Meeting Industry’s Requirement
Commercial real estate is a broker-based industry that suffers from a lack of a centralized source of information. A single, searchable database/inventory with frequently enough updated information does not exist. This presents a great challenge for brokers and makes them often rely on networking and a variety of third party databases containing incomplete and outdated information.
It comes as no surprise then that there are a number of companies which aim to monetize this situation by attempting to produce and deliver organized real estate inventories. However, this is not an easy task since the inventory is being updated on a daily basis and there is a large amount of commercial real estate properties out there to keep track on.
In order to acquire the data these companies sometimes contact brokers for info or even visit physical sites, but even more so they collect information from flyers which usually contain all relevant information regarding the real estate offering. In fact, digital flyers are the most commonly used method of sharing offering information and basically all commercial real estate offerings are accompanied with a flyer. In other words, real estate flyers are one of the most important sources of information for commercial real estate (the most important?) However, the problem is that collecting information from them is very troublesome. It is a very expensive and labour intensive process since it is a combination of manual information extraction and manual data entry to the database.
Real estate flyers are free form digital marketing materials usually provided as a PDF datatype. Since they are a multi-media document their structure can vary a lot – they can differ a lot in visual aspects, can contain floor plans, satellite maps, can consist of multiple pages, and can contain different levels of information regarding the address, broker contacts, size, offering type and much more.
The problem at hand
Our goal was to explore the possibility of creating a product that could continuously update a database of offerings with important information extracted from the real estate flyers. In order to accomplish this one must overcome many different obstacles along the way, but generally the overall procedure can be considered as a two step process – i) Optical Character Recognition (OCR) and ii) Named Entity Recognition (NER).

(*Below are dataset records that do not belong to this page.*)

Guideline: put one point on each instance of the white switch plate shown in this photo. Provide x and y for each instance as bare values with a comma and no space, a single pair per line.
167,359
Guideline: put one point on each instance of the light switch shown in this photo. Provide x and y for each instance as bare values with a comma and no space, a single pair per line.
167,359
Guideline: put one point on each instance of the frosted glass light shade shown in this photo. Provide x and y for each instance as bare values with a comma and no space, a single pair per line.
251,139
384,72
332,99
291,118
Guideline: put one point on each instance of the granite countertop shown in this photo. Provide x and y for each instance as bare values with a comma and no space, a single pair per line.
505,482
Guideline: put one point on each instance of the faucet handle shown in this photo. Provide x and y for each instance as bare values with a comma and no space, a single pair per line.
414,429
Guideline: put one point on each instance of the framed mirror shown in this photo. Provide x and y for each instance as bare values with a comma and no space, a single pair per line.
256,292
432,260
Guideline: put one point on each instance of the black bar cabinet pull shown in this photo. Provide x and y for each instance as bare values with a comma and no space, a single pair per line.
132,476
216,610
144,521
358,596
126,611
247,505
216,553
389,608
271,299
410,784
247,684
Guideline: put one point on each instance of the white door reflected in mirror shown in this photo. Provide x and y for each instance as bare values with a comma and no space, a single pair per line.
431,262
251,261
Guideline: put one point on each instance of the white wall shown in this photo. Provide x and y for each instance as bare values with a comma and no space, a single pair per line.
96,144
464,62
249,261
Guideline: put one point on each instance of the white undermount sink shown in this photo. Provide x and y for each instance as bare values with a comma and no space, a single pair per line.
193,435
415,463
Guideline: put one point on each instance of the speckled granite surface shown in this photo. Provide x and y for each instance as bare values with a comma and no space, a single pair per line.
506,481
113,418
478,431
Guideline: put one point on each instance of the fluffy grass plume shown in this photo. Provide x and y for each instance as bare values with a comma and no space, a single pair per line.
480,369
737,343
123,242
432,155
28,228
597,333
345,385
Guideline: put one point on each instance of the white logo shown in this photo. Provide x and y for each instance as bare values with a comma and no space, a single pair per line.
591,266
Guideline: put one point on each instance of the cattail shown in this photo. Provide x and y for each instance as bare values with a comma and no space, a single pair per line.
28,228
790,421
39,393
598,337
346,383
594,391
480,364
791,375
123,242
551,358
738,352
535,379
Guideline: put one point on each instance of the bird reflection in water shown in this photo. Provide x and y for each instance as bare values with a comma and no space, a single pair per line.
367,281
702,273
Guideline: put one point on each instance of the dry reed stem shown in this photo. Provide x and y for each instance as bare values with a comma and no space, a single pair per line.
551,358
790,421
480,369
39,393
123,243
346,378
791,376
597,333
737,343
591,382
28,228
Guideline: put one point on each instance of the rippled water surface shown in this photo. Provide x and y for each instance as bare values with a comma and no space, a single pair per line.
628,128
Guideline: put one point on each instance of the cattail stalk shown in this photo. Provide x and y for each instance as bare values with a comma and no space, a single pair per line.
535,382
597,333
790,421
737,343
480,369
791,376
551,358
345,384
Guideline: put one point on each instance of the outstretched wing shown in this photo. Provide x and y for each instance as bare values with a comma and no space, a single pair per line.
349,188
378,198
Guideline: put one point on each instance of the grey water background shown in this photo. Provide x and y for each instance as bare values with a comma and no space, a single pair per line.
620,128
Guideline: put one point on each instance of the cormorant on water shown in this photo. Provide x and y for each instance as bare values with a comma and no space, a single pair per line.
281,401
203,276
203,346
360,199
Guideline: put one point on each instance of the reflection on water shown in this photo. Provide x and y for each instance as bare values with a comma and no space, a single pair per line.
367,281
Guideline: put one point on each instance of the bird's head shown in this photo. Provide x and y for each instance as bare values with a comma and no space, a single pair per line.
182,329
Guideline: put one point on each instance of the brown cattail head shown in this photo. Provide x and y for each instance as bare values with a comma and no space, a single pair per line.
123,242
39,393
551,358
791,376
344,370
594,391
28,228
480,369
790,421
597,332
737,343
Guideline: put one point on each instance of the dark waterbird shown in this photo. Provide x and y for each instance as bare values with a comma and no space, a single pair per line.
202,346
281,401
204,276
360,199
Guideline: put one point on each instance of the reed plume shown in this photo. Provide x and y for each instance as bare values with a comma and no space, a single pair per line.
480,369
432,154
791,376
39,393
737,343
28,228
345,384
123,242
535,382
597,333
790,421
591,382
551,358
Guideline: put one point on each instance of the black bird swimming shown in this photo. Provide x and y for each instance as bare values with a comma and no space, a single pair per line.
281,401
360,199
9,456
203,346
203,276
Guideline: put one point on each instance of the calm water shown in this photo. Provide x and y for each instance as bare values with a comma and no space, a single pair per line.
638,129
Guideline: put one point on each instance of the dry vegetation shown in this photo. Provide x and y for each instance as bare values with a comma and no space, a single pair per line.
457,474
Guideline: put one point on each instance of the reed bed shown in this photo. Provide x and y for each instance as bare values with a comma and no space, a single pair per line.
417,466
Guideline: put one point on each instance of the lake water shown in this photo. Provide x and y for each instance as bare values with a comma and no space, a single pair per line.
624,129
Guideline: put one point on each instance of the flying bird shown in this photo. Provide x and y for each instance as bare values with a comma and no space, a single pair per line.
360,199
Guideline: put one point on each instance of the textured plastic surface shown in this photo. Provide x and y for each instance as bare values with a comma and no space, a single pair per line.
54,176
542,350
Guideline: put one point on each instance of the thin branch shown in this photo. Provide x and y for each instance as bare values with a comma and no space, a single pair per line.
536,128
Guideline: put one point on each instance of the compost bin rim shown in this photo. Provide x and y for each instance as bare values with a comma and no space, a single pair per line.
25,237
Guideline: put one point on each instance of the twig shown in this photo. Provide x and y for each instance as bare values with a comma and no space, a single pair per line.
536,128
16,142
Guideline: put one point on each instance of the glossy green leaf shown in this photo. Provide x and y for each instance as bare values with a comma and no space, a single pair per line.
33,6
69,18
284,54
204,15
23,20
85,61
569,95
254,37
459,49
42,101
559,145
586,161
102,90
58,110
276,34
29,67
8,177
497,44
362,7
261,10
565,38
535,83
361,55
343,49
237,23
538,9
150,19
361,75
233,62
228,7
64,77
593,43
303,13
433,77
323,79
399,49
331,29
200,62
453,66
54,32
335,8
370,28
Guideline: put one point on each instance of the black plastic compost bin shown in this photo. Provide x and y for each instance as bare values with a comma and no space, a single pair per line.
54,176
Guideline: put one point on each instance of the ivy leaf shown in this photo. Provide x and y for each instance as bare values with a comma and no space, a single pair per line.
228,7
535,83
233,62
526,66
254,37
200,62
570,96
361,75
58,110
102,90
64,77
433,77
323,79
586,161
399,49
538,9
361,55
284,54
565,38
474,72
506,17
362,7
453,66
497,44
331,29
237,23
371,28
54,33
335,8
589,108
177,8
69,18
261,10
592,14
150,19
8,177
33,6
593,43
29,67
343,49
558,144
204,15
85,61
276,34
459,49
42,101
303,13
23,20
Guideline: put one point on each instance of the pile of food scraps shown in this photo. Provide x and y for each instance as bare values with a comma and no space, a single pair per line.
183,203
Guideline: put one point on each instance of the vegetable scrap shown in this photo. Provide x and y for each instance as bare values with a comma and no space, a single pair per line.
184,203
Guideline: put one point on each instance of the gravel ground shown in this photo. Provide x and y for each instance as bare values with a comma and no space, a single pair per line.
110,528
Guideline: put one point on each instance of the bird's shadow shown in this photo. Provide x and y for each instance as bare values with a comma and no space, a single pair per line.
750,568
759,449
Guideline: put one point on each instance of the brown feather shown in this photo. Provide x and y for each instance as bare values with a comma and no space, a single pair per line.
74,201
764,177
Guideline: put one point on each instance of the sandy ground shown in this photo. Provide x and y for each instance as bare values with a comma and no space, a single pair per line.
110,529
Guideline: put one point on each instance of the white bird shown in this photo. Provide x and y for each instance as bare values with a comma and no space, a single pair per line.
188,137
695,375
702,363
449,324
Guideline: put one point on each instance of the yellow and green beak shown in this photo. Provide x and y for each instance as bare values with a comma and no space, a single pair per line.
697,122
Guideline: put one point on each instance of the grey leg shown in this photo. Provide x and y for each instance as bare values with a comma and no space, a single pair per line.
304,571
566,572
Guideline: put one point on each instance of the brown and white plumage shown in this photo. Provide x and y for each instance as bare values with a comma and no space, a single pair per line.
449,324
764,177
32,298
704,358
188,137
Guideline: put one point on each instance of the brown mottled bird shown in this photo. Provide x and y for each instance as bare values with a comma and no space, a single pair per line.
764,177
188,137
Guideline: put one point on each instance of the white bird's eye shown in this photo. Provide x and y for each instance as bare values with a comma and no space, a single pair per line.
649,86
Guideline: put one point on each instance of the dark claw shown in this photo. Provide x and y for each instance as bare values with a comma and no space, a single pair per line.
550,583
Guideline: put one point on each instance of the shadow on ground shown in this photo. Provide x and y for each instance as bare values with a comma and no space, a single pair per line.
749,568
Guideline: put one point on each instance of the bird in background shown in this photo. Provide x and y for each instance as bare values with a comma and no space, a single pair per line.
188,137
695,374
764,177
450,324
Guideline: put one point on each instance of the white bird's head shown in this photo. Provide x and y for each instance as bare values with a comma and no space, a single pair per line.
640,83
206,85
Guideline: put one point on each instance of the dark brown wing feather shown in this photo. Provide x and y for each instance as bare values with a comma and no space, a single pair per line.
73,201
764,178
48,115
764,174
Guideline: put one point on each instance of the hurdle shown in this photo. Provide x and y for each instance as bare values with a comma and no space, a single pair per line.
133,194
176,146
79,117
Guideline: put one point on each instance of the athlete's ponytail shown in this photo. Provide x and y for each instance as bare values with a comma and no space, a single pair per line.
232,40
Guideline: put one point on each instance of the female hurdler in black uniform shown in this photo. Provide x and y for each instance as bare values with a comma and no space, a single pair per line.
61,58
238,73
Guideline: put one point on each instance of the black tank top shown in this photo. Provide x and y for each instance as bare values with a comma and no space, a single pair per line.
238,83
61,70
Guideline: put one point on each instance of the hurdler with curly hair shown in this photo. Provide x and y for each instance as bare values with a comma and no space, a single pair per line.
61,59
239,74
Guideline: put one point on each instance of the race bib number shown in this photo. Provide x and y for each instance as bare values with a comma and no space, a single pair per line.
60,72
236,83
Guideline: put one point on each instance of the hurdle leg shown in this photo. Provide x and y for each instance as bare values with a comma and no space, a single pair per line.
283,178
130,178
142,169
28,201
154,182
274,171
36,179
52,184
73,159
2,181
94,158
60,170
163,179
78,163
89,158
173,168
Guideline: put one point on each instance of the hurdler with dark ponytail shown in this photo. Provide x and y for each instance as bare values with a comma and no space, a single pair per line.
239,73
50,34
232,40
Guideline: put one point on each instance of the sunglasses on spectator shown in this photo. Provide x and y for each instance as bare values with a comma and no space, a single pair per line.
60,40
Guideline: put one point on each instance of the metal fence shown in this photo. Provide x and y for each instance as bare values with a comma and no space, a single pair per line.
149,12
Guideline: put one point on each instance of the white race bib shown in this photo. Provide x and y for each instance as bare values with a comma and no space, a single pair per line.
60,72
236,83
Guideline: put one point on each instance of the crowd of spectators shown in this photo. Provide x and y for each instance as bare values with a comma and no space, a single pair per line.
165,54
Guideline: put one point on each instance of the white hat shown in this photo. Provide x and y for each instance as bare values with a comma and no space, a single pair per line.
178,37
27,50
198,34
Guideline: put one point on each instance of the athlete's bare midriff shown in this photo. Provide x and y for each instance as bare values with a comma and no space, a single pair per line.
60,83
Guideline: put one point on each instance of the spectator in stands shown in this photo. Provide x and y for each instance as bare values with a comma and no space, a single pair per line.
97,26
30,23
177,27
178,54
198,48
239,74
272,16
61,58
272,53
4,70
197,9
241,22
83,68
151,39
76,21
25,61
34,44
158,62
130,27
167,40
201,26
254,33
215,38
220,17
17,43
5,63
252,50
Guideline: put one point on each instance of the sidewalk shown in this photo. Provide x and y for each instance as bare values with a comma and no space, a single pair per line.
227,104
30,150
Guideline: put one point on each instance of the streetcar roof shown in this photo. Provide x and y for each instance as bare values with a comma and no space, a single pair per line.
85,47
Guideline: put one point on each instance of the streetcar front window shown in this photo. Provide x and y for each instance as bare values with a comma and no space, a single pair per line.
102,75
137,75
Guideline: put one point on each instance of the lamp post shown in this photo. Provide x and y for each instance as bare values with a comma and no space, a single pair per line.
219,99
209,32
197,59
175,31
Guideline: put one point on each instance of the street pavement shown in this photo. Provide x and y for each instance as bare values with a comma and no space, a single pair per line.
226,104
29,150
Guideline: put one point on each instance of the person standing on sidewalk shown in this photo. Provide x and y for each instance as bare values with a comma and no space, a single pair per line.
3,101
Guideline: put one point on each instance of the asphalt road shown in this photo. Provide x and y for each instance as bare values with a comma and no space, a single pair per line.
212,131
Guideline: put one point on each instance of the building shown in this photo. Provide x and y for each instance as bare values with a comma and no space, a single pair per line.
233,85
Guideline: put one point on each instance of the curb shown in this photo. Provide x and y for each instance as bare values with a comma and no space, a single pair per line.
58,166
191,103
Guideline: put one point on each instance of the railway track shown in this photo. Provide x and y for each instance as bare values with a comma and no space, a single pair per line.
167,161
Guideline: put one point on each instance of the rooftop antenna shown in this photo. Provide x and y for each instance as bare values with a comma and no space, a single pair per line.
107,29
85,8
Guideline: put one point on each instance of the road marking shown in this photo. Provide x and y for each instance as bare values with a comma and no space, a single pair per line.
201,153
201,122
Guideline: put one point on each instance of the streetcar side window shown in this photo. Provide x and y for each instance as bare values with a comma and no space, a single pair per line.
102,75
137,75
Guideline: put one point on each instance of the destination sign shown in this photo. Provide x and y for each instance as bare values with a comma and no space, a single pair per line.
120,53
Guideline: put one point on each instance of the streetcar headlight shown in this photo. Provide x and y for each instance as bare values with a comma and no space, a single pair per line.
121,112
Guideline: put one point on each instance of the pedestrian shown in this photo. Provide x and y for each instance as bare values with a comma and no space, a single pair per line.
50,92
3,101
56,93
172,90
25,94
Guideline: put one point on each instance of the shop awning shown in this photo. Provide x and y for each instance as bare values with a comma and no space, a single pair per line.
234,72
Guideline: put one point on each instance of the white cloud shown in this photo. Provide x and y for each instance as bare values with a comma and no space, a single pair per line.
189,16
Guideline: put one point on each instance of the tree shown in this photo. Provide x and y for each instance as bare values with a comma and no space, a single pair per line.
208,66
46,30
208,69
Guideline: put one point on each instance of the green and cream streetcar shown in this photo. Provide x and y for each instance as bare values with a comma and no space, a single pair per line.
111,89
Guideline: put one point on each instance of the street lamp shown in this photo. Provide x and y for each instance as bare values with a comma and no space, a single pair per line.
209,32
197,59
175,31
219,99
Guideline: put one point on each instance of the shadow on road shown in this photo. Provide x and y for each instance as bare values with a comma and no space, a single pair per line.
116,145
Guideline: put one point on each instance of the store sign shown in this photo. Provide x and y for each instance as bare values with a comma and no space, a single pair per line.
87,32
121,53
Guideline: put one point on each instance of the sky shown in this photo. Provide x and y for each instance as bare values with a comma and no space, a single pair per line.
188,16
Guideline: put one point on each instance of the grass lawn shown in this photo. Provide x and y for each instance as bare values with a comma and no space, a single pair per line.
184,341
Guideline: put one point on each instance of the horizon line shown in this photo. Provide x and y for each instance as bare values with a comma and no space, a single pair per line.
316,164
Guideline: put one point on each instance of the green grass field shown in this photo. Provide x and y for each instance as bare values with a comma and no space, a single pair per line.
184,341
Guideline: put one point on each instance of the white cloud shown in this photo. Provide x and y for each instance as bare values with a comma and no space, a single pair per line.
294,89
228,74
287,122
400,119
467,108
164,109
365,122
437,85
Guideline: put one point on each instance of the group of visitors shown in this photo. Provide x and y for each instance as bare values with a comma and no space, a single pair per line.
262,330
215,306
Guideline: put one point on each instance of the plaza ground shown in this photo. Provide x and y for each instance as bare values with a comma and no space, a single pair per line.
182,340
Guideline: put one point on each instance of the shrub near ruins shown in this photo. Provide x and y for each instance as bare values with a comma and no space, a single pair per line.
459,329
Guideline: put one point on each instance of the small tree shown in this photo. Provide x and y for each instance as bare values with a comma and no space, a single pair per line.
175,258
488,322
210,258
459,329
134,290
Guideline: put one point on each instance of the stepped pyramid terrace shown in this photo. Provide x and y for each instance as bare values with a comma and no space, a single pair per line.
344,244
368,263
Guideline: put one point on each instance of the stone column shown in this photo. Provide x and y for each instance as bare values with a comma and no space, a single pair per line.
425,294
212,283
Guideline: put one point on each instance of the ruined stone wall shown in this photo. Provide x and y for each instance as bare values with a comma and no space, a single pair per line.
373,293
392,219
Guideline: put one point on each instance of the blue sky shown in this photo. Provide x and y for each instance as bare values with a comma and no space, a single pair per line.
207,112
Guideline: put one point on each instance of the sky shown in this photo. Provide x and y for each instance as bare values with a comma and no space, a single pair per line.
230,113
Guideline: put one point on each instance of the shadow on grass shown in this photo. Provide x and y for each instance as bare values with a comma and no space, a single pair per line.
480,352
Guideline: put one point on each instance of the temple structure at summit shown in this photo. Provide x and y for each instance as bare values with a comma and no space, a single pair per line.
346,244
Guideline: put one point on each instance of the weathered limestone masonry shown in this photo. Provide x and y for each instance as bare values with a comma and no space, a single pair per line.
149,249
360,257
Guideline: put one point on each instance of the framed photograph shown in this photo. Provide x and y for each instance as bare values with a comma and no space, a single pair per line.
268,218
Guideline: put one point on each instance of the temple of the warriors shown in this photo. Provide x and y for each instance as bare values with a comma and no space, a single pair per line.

OCR is a process of converting (detecting and extracting) textual information from images into an editable and searchable output format. Images can be in various image, video formats and PDF documents, while output files can be formats such as .txt, Word or even Excel documents. Nowadays there are plenty of software that can do this in an automatic fashion. Some of them are commercial such as Abby and Adobe Reader, some are free & open source such as Tesseract, Kraken, Kalamari and some come as a paid cloud service such as Google Cloud Vision. The algorithms powering these software are sophisticated and usually include some form of Machine or Deep Learning, but due to their inherent complexity they do not fall under the scope of this blog. Also, if interested in comparing various OCR software, there already exists a number of blogs on this topic out there such as this and this one
Named Entity Recognition is a branch of Information Extraction that focuses on automatic extraction of structured information from unstructured or semi-structured text documents. More precisely, NER deals with extracting very specific and user predefined information which are then called named entities. In the context of Machine Learning, NER falls under the category of supervised learning which assumes training a Machine/Deep Learning model on a labeled dataset. Since NER and supervised learning are very wide areas that include many algorithms which were developed over a period of many years, this blog will not go deeper into explaining these topics. Therefore, for a reader interested in reading the basics about these subjects two great blog posts are recommended: first one and second one.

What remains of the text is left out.